# To get fixed or not????



## squatster (Aug 31, 2014)

My wife wants me to get fixed - I love my kids and would love 50 more but- economy does suck bad. I am getting old.
My buddies that have had it done- most of them say it doesn't work the same as it did any more
. I am one also that hates to go near a doctor. I don't trust them at all.
Any one get fixed yet?
What's your experience?


----------



## BigTimeR (Aug 31, 2014)

My friend just had it done. Said it was painful for a while after. Has some nice scars on his nuts.


----------



## psych (Aug 31, 2014)

just wear a rubber


----------



## BigBob (Aug 31, 2014)

Ya use natural lambskin. You won't even know its there!


----------



## Sandpig (Aug 31, 2014)

I had mine done 20+ years ago.

Pain was not bad at all just some "tightness" for a few days.

As far not working the same, that's bullshit.


----------



## squatster (Aug 31, 2014)

Sandpig said:


> I had mine done 20+ years ago.
> 
> Pain was not bad at all just some "tightness" for a few days.
> 
> As far not working the same, that's bullshit.



That's good to know - I am very nervous


----------



## Ironbuilt (Aug 31, 2014)

My ex took a plumbers  torch and a drop of hot solder and sealed the shank tube while I was sleeping ..
Laser now a days not so bad .


----------



## BigBob (Aug 31, 2014)

Ironbuilt said:


> My ex took a plumbers  torch and a drop of hot solder and sealed the shank tube while I was sleeping ..
> Laser now a days not so bad .


Lol! My brother got snipped then 2 years later she divorced him.....


----------



## chrisr116 (Aug 31, 2014)

Nothing to it.  I got my vasectomy in 1993 and never a day I am not glad I got it done.  I was wide awake and all he used is a needle with a local anastethic and snip, clip, and done.  Didn't even sew up the cuts (Army Doc, lol).  Funny thing is I went in to have my teeth cleaned.  Funny how things work out.  20 years of child support sucks.


----------



## Alinshop (Aug 31, 2014)

chrisr116 said:


> Nothing to it.  I got my vasectomy in 1993 and never a day I am not glad I got it done.  I was wide awake and all he used is a needle with a local anastethic and snip, clip, and done.  Didn't even sew up the cuts (Army Doc, lol).  Funny thing is I went in to have my teeth cleaned.  Funny how things work out.  20 years of child support sucks.



Soinds like a good time!


----------



## chicken_hawk (Aug 31, 2014)

Well, apparently I am the only one this far who says it was a great choice on my part. I had it done at a speciality clinic not some general surgeon. It took 10 to 15 minutes.  For, 2 days I had an excuse to watch a star wars and star trek marathon and get served in bed   The pain for those days was about the equipment of a light flick to your nuts....there but easy to ignore.

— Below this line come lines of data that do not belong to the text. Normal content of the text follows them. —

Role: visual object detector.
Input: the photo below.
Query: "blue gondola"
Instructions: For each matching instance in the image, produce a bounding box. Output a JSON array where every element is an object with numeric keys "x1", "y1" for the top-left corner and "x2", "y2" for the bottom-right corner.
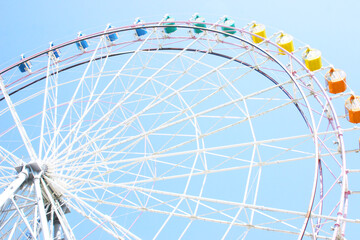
[
  {"x1": 19, "y1": 54, "x2": 31, "y2": 73},
  {"x1": 106, "y1": 25, "x2": 119, "y2": 42},
  {"x1": 192, "y1": 13, "x2": 206, "y2": 34},
  {"x1": 134, "y1": 18, "x2": 147, "y2": 37},
  {"x1": 164, "y1": 14, "x2": 177, "y2": 34},
  {"x1": 76, "y1": 32, "x2": 89, "y2": 52},
  {"x1": 50, "y1": 42, "x2": 60, "y2": 60}
]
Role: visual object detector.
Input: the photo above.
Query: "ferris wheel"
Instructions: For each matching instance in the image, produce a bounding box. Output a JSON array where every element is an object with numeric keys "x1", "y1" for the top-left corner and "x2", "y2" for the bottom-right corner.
[{"x1": 0, "y1": 14, "x2": 360, "y2": 240}]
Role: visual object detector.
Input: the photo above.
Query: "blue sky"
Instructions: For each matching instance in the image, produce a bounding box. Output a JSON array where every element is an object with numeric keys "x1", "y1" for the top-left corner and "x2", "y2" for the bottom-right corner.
[{"x1": 0, "y1": 0, "x2": 360, "y2": 239}]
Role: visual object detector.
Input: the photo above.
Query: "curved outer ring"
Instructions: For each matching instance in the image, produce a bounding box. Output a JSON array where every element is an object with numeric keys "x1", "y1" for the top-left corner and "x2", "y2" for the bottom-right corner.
[{"x1": 0, "y1": 21, "x2": 347, "y2": 239}]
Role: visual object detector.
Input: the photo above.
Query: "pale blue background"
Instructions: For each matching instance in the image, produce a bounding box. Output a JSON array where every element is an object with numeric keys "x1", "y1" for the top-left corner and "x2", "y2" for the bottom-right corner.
[{"x1": 0, "y1": 0, "x2": 360, "y2": 239}]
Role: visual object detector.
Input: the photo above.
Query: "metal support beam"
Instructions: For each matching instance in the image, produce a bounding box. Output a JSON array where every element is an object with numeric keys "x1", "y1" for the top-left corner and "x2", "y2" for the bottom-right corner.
[{"x1": 0, "y1": 167, "x2": 29, "y2": 209}]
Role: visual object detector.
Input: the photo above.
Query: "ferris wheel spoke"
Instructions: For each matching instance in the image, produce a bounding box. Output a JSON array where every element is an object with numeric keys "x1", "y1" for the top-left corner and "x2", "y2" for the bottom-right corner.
[
  {"x1": 0, "y1": 77, "x2": 37, "y2": 162},
  {"x1": 50, "y1": 30, "x2": 159, "y2": 163},
  {"x1": 54, "y1": 36, "x2": 260, "y2": 161},
  {"x1": 54, "y1": 44, "x2": 222, "y2": 161},
  {"x1": 52, "y1": 28, "x2": 215, "y2": 159},
  {"x1": 45, "y1": 37, "x2": 104, "y2": 161},
  {"x1": 55, "y1": 78, "x2": 296, "y2": 166},
  {"x1": 65, "y1": 182, "x2": 335, "y2": 239}
]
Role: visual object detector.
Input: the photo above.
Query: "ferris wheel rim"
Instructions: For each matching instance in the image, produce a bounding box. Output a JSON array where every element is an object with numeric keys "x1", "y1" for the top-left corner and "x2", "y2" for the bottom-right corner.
[{"x1": 0, "y1": 17, "x2": 346, "y2": 239}]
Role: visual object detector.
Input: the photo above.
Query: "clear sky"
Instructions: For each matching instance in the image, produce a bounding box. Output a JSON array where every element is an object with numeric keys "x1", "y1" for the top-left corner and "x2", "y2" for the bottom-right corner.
[{"x1": 0, "y1": 0, "x2": 360, "y2": 239}]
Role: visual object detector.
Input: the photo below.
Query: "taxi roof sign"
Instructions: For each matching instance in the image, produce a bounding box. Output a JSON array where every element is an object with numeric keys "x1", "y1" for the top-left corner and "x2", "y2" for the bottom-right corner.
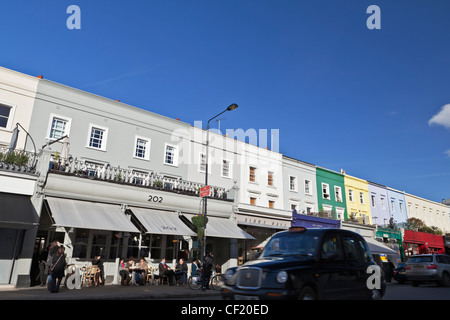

That was in 2002 and not only have I been able to enjoy awesome sex, but it changed my wifes mind about other oral options...yes.

No regrets, 
Hawk


----------



## Sandpig (Aug 31, 2014)

Hawk, I'm with you
Best move I ever made
And yea, I was forced to stay on the couch for two or three days


----------



## chrisr116 (Aug 31, 2014)

chicken_hawk said:


> Well, apparently I am the only one this far who says it was a great choice on my part. I had it done at a speciality clinic not some general surgeon. It took 10 to 15 minutes.  For, 2 days I had an excuse to watch a star wars and star trek marathon and get served in bed   The pain for those days was about the equipment of a light flick to your nuts....there but easy to ignore.
> 
> That was in 2002 and not only have I been able to enjoy awesome sex, but it changed my wifes mind about other oral options...yes.
> 
> ...




Yeah, I got a few days off from work, even though I didn't need it. In all seriousness there is really nothing to it.


----------



## squatster (Sep 1, 2014)

My buddy had 2 kids with a bitch-got fixed - got divorced and found the right one, love of his life 1 year later. She would love to have kids - offered my service's -he can't do it now


----------



## MattG (Sep 1, 2014)

Not one single time have i been dissappointed with deciding to get my "operation". Yeah, sore for a few days, but i was lifting again by day #6. Sandpigs right, thats bs about shit working different. Still the same function down there, no mental difference, same load size and appearance, same performance in bed. Now i can bang all i want with really no worries. Condoms fucking suck, so does an emotionally jacked wife on birth control.lol


----------



## Ironbuilt (Sep 1, 2014)

:action-smiley-060:


----------



## Asphyx (Sep 1, 2014)

Dont get fixed because SHE wants you to??


----------



## squatster (Sep 10, 2014)

Would be fun ass hell not pulling out all the time - sucks using rubbers with a wife - sucks big time-


----------



## Sully (Sep 10, 2014)

My g/f and I just stick to anal. Nothing to worry about there. 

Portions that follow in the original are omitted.